Please excuse the length of this post!
I'm building a fairly complex product that consists of the following:
- A Web Application
- A Web Server w/ PHP MVC Backend
- Mobile Apps (iOS, Android, Windows)
- A REST API Server (PHP)
- A DB Server (MySQL)
*Note, there are no frameworks in use and on occassion jQuery is used for simplicity.
My issue lies with the web app. Out of the entire application there are maybe a dozen pages that are actually served up by the web server with some data prepopulated. The pages have tabbed navigation where content/data is displayed. Those tab sections will all load dynamically if/when the user selects the tab. For performance reasons I cannot preload all of the data and only populate it when requested.
Currently all my requests to the API from the web app are routing through the webserver where my user session is stored.

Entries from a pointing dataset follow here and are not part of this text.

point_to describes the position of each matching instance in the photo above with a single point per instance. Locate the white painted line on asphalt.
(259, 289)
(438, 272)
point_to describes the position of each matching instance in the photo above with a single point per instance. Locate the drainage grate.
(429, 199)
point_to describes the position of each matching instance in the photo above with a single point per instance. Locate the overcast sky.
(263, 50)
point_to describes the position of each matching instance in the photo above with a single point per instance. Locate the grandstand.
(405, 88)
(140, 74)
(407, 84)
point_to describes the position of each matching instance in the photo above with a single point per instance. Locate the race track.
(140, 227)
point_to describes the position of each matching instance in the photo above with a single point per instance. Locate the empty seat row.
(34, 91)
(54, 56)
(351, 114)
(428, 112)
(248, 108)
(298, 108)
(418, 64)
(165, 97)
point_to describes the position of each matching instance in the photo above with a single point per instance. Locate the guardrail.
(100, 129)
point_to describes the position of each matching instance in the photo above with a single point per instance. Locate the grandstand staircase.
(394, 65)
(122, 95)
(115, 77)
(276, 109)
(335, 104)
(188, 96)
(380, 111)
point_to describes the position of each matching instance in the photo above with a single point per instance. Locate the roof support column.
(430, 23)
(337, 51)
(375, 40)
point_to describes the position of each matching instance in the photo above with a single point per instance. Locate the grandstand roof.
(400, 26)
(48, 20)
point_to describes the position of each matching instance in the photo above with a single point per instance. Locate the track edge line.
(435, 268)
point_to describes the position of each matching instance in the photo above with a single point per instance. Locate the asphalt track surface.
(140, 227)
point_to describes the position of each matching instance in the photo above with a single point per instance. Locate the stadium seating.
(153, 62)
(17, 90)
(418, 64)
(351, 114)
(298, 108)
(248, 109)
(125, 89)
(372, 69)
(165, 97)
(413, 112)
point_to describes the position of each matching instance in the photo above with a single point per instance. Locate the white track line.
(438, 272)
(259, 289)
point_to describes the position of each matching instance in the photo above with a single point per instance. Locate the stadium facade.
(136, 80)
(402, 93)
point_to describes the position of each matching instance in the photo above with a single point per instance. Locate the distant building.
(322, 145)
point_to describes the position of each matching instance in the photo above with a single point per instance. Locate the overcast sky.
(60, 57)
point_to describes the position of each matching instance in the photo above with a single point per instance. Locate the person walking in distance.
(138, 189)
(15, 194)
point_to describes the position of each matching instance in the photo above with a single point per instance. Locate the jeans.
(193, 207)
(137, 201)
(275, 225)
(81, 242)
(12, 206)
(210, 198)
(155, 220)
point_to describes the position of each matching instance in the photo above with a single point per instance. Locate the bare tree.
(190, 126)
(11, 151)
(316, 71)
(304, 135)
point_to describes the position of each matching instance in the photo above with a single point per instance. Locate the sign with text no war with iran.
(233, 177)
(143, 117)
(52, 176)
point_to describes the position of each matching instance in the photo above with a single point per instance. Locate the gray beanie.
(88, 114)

This is what request cycle would look like.
- Web App User requests a page
- Web Server calls API and populates data from API response
- Web Server serves requested page
- Web App User clicks on a tab on the page, data must now be loaded
- Web App sends AJAX HTTP request to web server
- Web server calls API requesting/receiving data
- Web Server sends JSON back to AJAX call
- Web App populates data on the tab
My question is if this is too over-engineered. I know I could skip the webserver and just call the API, but being that the API has no session management, it doesn't seem to make sense. With each call to the API I need to know if the user is logged in to allow for post, put, or delete calls, so it doesn't seem right to skip the web server.
Am I going off track here or is this the recommended approach?